There is a similar UK plan from the New Economics Foundation in their report ‘Building a Green Stimulus for COVID-19’. Importantly, the projects they select are not just environmentally sustainable; they will also create large numbers of jobs rapidly. Being ‘green’ is not enough to get out of this crisis.
The Resolution Foundation has proposed a £200bn package for the UK, which is around 10% of GDP. This would be much greater than the very modest UK Government plans, and more in line with other countries. They propose investing in some very targeted ways, including:
· A £17bn a year job support package – including extending the Job Retention Scheme for hard-hit sectors; a new Job Protection Scheme to subsidise the wages of workers returning to work in those sectors; and, job guarantees for young people.
· A £30bn ‘High Street Voucher’ scheme – worth £500 per adult and £250 per child – to be spent in hard-hit sectors of the economy, such as face-to-face retail, hospitality and leisure.
· An Income-Contingent Loan System – capping repayments on crisis loans at five per cent of turnover so that firms can invest and grow coming out of this crisis.

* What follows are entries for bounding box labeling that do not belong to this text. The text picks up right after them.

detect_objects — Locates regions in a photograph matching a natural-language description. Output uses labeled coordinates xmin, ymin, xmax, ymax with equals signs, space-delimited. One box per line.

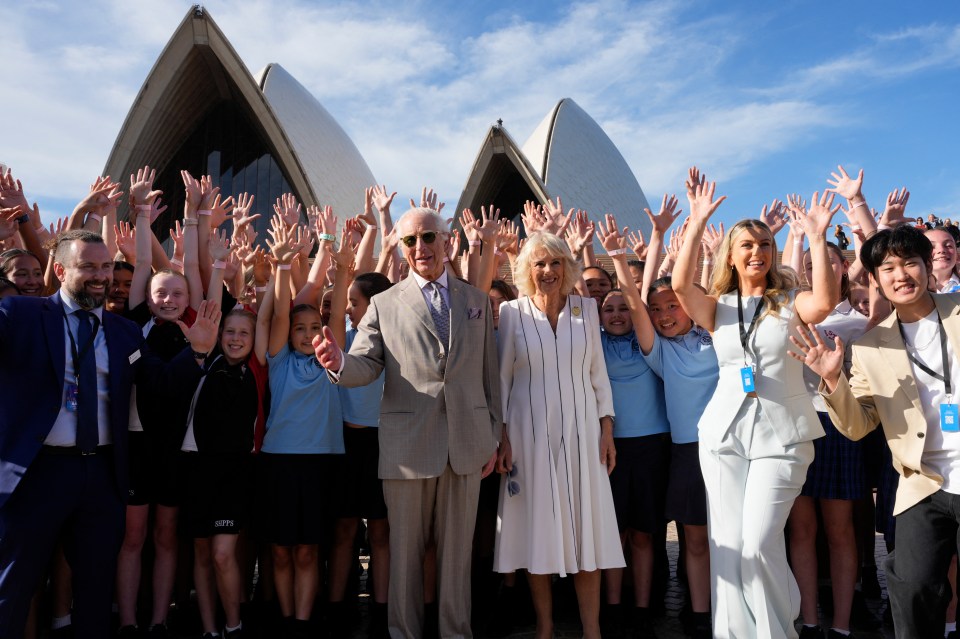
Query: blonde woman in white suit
xmin=673 ymin=167 xmax=839 ymax=639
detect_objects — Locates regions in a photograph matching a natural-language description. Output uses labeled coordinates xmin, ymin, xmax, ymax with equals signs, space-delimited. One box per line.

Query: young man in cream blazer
xmin=791 ymin=226 xmax=960 ymax=639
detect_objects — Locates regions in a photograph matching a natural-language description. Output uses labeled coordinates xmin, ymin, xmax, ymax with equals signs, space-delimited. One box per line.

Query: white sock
xmin=50 ymin=612 xmax=73 ymax=630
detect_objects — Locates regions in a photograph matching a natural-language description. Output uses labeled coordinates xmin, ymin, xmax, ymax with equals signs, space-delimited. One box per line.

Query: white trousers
xmin=700 ymin=398 xmax=813 ymax=639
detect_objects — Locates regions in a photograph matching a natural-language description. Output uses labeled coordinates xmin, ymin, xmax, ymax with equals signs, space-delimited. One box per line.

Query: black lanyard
xmin=897 ymin=311 xmax=953 ymax=402
xmin=61 ymin=307 xmax=100 ymax=385
xmin=737 ymin=288 xmax=764 ymax=362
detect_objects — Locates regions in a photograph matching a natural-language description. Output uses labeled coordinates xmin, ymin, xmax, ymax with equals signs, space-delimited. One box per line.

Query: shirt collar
xmin=410 ymin=269 xmax=450 ymax=291
xmin=60 ymin=288 xmax=103 ymax=323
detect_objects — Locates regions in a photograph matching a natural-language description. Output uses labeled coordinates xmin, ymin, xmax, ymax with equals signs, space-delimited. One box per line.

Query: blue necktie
xmin=427 ymin=282 xmax=450 ymax=346
xmin=74 ymin=310 xmax=100 ymax=453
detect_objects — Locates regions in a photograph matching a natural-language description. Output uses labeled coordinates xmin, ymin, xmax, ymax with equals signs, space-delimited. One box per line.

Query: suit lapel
xmin=399 ymin=275 xmax=440 ymax=341
xmin=43 ymin=293 xmax=67 ymax=394
xmin=447 ymin=275 xmax=466 ymax=344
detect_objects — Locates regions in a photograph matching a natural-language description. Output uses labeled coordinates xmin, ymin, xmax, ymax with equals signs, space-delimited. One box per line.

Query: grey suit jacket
xmin=339 ymin=276 xmax=502 ymax=479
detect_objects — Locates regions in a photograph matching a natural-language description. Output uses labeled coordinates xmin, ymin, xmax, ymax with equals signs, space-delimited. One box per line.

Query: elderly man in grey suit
xmin=314 ymin=208 xmax=501 ymax=639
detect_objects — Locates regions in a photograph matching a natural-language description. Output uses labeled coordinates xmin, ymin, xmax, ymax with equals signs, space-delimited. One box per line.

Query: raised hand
xmin=273 ymin=193 xmax=300 ymax=226
xmin=0 ymin=206 xmax=23 ymax=241
xmin=313 ymin=326 xmax=343 ymax=373
xmin=177 ymin=300 xmax=222 ymax=353
xmin=371 ymin=184 xmax=397 ymax=214
xmin=130 ymin=166 xmax=163 ymax=206
xmin=540 ymin=195 xmax=574 ymax=237
xmin=880 ymin=186 xmax=910 ymax=226
xmin=686 ymin=166 xmax=727 ymax=224
xmin=520 ymin=198 xmax=544 ymax=237
xmin=597 ymin=213 xmax=627 ymax=255
xmin=473 ymin=204 xmax=500 ymax=244
xmin=627 ymin=229 xmax=647 ymax=262
xmin=787 ymin=324 xmax=843 ymax=391
xmin=798 ymin=191 xmax=840 ymax=239
xmin=207 ymin=231 xmax=230 ymax=262
xmin=827 ymin=164 xmax=863 ymax=200
xmin=267 ymin=215 xmax=297 ymax=264
xmin=643 ymin=193 xmax=683 ymax=237
xmin=460 ymin=209 xmax=480 ymax=242
xmin=700 ymin=222 xmax=724 ymax=257
xmin=760 ymin=200 xmax=787 ymax=235
xmin=180 ymin=171 xmax=203 ymax=211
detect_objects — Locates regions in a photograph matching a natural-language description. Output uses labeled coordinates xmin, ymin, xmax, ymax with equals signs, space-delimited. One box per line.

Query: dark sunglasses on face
xmin=400 ymin=231 xmax=437 ymax=248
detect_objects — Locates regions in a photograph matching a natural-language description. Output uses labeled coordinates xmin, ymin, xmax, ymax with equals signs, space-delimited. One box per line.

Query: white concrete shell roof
xmin=523 ymin=98 xmax=650 ymax=237
xmin=104 ymin=6 xmax=375 ymax=218
xmin=256 ymin=64 xmax=376 ymax=220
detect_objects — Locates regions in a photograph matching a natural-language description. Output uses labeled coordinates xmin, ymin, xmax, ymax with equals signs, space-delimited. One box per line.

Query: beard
xmin=67 ymin=281 xmax=110 ymax=311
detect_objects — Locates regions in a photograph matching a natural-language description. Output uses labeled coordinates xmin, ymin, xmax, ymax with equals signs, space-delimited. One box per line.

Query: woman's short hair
xmin=860 ymin=224 xmax=933 ymax=277
xmin=514 ymin=231 xmax=583 ymax=295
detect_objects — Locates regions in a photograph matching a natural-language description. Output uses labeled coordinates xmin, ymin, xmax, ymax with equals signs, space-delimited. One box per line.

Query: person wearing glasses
xmin=314 ymin=207 xmax=501 ymax=638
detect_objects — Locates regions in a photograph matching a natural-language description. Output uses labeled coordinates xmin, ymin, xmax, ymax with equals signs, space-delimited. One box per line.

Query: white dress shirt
xmin=43 ymin=289 xmax=113 ymax=446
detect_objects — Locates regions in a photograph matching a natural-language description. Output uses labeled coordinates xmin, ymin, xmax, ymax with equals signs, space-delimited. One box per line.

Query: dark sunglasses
xmin=400 ymin=231 xmax=437 ymax=248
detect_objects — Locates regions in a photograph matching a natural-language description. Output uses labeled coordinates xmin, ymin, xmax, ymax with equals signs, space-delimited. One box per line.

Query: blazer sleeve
xmin=335 ymin=296 xmax=385 ymax=388
xmin=483 ymin=294 xmax=503 ymax=442
xmin=820 ymin=344 xmax=880 ymax=441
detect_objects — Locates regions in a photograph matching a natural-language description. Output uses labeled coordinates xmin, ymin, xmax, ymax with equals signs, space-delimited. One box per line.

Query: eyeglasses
xmin=400 ymin=231 xmax=437 ymax=248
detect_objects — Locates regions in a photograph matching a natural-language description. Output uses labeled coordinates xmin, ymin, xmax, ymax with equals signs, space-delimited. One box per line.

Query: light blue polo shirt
xmin=261 ymin=344 xmax=343 ymax=455
xmin=337 ymin=328 xmax=383 ymax=427
xmin=645 ymin=326 xmax=720 ymax=444
xmin=600 ymin=331 xmax=670 ymax=437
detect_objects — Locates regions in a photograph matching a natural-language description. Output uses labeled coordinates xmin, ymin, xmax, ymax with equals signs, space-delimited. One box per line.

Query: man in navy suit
xmin=0 ymin=231 xmax=220 ymax=639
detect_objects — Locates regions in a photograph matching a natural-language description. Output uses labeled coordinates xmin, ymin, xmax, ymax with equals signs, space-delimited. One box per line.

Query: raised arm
xmin=672 ymin=167 xmax=727 ymax=332
xmin=795 ymin=191 xmax=840 ymax=324
xmin=597 ymin=215 xmax=656 ymax=354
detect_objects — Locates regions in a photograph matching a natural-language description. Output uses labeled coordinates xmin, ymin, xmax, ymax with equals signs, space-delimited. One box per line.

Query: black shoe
xmin=632 ymin=608 xmax=657 ymax=639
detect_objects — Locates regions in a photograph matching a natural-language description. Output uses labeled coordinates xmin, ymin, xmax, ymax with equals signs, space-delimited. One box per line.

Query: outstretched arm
xmin=673 ymin=167 xmax=727 ymax=333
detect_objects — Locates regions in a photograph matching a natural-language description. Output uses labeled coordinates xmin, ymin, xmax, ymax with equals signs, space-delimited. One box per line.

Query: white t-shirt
xmin=902 ymin=309 xmax=960 ymax=494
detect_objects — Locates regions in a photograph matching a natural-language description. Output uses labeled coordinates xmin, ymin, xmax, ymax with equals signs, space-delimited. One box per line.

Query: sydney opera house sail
xmin=457 ymin=98 xmax=650 ymax=246
xmin=104 ymin=7 xmax=375 ymax=238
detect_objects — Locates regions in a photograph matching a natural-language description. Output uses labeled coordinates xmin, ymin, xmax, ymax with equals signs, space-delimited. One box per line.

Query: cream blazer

· Trebling down on the ‘levelling up’ agenda by increasing capital investment by £14bn (rather than £5bn) in the current fiscal year.
· Supporting low-income families with a £10 billion boost to Universal Credit.
This, like the CERG proposals, looks like a very balanced package of measures, which targets resources on areas most affected by the pandemic.
The Carnegie Trust’s six propositions for Building Back Better is a good mix of economic and social change. They support measuring national wellbeing (not just GDP), investing in digital exclusion, fair work and financial resilience. As you would expect, they emphasise the importance of local solutions, including Community Wealth Building and establishing the principle of subsidiarity in law. I have never been enthusiastic about their Enabling State concept, not least because I can remember the infamous Nicolas Ridley plan. I agree that social infrastructure is key, and I will expand on this in a paper later this month for the Reid Foundation.
Community asset ownership has not always been the success they claim, and initiatives tend to thrive in areas with high levels of social capital. Democratically accountable councils can be enablers, not gatekeepers, with the necessary powers and resources. One of the problems with driving a local economic recovery is poor data. The What Works Centre has published a useful guide to data sources.
There will be predictable responses to these ideas of who is going to pay for it. It is tempting just say what is the alternative? We know what austerity economics did last time, and now we have the ability to borrow at record low rates for investment, even if you don’t buy into Modern Monetary Economics.
If you believe we have to supplement this with other financial solutions, then look at the case for a wealth tax, or more controversially, a suggestion in a Social Market Foundation paper for a capital gains tax on primary residences. IFS researchers have shown that inherited wealth is on course to be a much more important determinant of lifetime resources for today’s young than it was for previous generations.
The UK government is consulting over an online sales tax (Amazon Tax), which could raise £2bn. While this looks like a good idea in principle, there are concerns as Prem Sikka highlights. A key issue is that this money should go to councils, not Treasury or Scottish Government coffers.
The economic recovery from the pandemic requires a new way of economic thinking. Only 6% of the public want a return to the pre-pandemic economy. We need to create an economy that puts the wellbeing of society over individual success and challenges what is valued and rewarded by the economy.